Despite that, someone has just created a new hitman site with a clever twist: it tries to scam people even before they can sign up, forcing would-be customers who are not invited to the site to pay just to get in.
"For those who haven't any contact, you can apply for a noobie invitation key, charged $50," the site, called Ghosting-Place, reads. "This accounts are limited to hitman listings for 72h, without option to get in touch with any of our agents."
So if you don't have an invitation from a "trusted contractor," new members, or "noobies," can send the money to a bitcoin wallet. Interestingly, the wallet's address appears to be different for each person, making it harder to figure out if the site has convinced anyone to pay yet.

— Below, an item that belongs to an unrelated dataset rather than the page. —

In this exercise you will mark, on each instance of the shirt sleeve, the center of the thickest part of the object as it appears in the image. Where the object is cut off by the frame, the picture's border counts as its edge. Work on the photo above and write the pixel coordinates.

The site appears to be brand new. A Reddit user going by the name gphmsearch2 publicized the site's URL in a message on r/deepweeb, looking for hitman in Australia and China. The same user also promoted the site on the popular r/onions on Thursday. (I messaged gphmsearch2 but haven't gotten any answer yet.)
The site's business model is allegedly to take 5 percent of any hitman commission, though it gives killers liberty to set their own rates. There's a form for hitman to apply to the site, and a small chart purportedly shows the number of hits or "contracts," as the site puts it, that have been carried out in the last six months.
While this all sounds a bit creepy and disturbing, chances are this site isn't real.
"I always assume a scam with these sites but I don't doubt there are people who legitimately may think they can start a hitman market," Nik Cubrilovic, a security researcher who studies darknet markets, told me. "That has been proven right over time: most hitman markets have been [law enforcement] entrapments or scams."
For Cubrilovic, moreover, the main problem is that unlike drug marketplaces, it doesn't make much sense for a hitman market to be online or on the dark web.
"Most hitman markets have been [law enforcement] entrapments or scams."
"Drugs scale better, you can send them anywhere in the world, you can more easily build reputation, etc. Hitmen services don't do any of those," Cubrilovic said in an online chat. "Being on the darkweb [for a hitman site] doesn't solve any problem."
It remains to be seen whether Ghosting-Place will successfully convince anyone to blindly send money just for the chance to maybe find a hitman. But at this point, according to experts, the chances of a successful scam are low.
"With no reputation and upfront requirements like that," dark web independent researcher Gwern Branwen told me, "how do they expect to scam anyone?"